Behind the scenes, though, producing such legendary stories wasn't always easy. Shortly after taking over as artist, Byrne also began co-plotting the Uncanny X-Men stories with Claremont, and greatly influenced the book and its many characters. (Happy that Wolverine is such an integral part of the X-Men even today? Thank John Byrne.) The collaboration was fruitful, but not without struggles and disagreements over the direction of the book. One aspect of the partnership in particular seems to have really gotten to Byrne, though: He had a hand in determining the book's plot, but scripting duties were Claremont's alone, and he didn't write the book's dialogue or captions until after Byrne had penciled it (this is a variation of the "Marvel Method" made famous by the likes of Stan Lee and Jack Kirby in the 1960s), giving him essentially the final say in how characters and situations were presented.
This would've been fine if it weren't for the fact that Claremont's final scripts sometimes portrayed characters in ways Byrne hadn't intended, and it was one such instance of the words being at odds with the art that finally drove Byrne off the book. Take a look at these two pages from Uncanny X-Men #140 (December, 1980) and see if you can spot the disparity.
Byrne made the removal of the stump look very easy for Colossus, but Claremont gave the character dialogue that made it sound very difficult. It's a relatively minor difference, really, but for Byrne it was the latest in a number of such incidents, and he decided it would be the last, as he describes (via the excellent JohnByrneDraws Tumblr):
"Every issue there would be what I called my 'ARGH!!' moment, when I came across something Chris had written that went against what I had drawn, or what we had plotted. The cumulative effect was numbing to say the least. Here I went 'ARGH!' on the very first page," Byrne said. "Can you tell why?
"Specifically, it was the way I had drawn Colossus easily ripping that stump out of the ground, replete with flying clumps of earth and speed lines versus the way Chris scripted it. I saw that page, printed, and just threw up my hands. 'Can’t do this any more!'
"I called Weezi (then the editor of Uncanny ) the same day, to resign."

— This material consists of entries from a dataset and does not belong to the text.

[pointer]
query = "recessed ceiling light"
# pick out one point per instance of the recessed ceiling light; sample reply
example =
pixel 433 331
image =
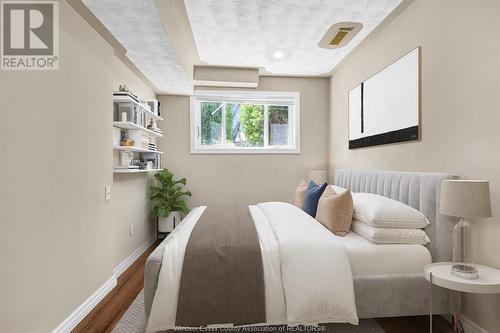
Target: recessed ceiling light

The remaining three issues of Uncanny X-Men (including the legendary "Days of Future Past") that Byrne had worked on were published after his resignation. Byrne spent the rest of the 1980s doing landmark work on titles like Fantastic Four and the post-Crisis on Infinite Earths reboot of Superman, The Man of Steel. Claremont and Byrne re-teamed for a brief run on DC's JLA in the late 1990s, and both are living legends in the comic-book world.